Heavyweight dark ale Bracia was being brewed as we were shown round, a little unusually as this is one of the brews that until recently has only been produced at the Thornbridge Hall site. After a little peep in the hopback we were shown into arguably the heart of the brewery - the control room! Every process is overseen by computer controls, ensuring consistency. There's also a lab which is full of high-tech gadgetry and enables a tight watch to be kept on quality control. The air was literally buzzing and we felt a bit like we'd fallen into Willy Wonka's factory.

We followed the brewing process through, wandering by the 18 100hl fermenters and conditioners to the bottling line. More technological wizardry here too, with a centrifuge to clarify the beer and a nifty bottling machine.

Finally, we headed back outside and into a separate warehouse - the Ageing Room. Floor to ceiling barrels contained an array of exciting projects, some to be revealed during their tenth anniversary year throughout 2015.


Thirsty work, this tour lark. Back in the shop we polished off some of the delicious Cocoa Wonderland, a 6.8% chocolate porter made in collaboration with the fantastic Sheffield chocolate shop of the same name.
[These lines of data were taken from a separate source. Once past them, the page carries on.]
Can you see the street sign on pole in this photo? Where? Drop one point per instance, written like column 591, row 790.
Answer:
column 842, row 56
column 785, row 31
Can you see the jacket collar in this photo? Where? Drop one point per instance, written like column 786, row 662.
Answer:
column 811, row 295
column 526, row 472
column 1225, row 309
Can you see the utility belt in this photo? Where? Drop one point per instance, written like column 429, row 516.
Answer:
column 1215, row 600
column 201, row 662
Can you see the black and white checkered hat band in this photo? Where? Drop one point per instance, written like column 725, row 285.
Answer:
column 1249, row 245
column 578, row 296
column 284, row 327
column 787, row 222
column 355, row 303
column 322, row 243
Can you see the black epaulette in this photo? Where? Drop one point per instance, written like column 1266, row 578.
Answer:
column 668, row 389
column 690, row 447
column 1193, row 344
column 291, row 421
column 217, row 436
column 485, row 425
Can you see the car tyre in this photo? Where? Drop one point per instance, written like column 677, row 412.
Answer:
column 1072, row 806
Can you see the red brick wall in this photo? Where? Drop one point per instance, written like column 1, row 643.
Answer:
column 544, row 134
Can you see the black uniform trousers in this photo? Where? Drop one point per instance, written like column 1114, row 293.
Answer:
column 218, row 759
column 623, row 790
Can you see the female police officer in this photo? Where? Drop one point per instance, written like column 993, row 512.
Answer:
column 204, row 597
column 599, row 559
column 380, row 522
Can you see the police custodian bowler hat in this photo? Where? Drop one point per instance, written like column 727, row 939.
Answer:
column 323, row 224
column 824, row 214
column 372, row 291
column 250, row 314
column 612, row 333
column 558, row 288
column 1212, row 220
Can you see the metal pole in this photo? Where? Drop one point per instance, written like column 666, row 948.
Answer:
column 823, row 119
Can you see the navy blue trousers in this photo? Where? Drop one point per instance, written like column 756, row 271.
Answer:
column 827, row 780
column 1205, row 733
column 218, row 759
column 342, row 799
It's rich, full-flavoured, and delivers just the right amount of cocoa naughtiness - a deserving winner of last year's Steel City Beer Festival.

We left with arms full of the hotly-anticipated Jaipur X, firmly believing the Thornbridge motto - Innovation, Passion, Knowledge. It's clear that despite their growing stature, this is a brewery which is still prepared to take risks, implement new ideas, and bloody enjoy what they produce.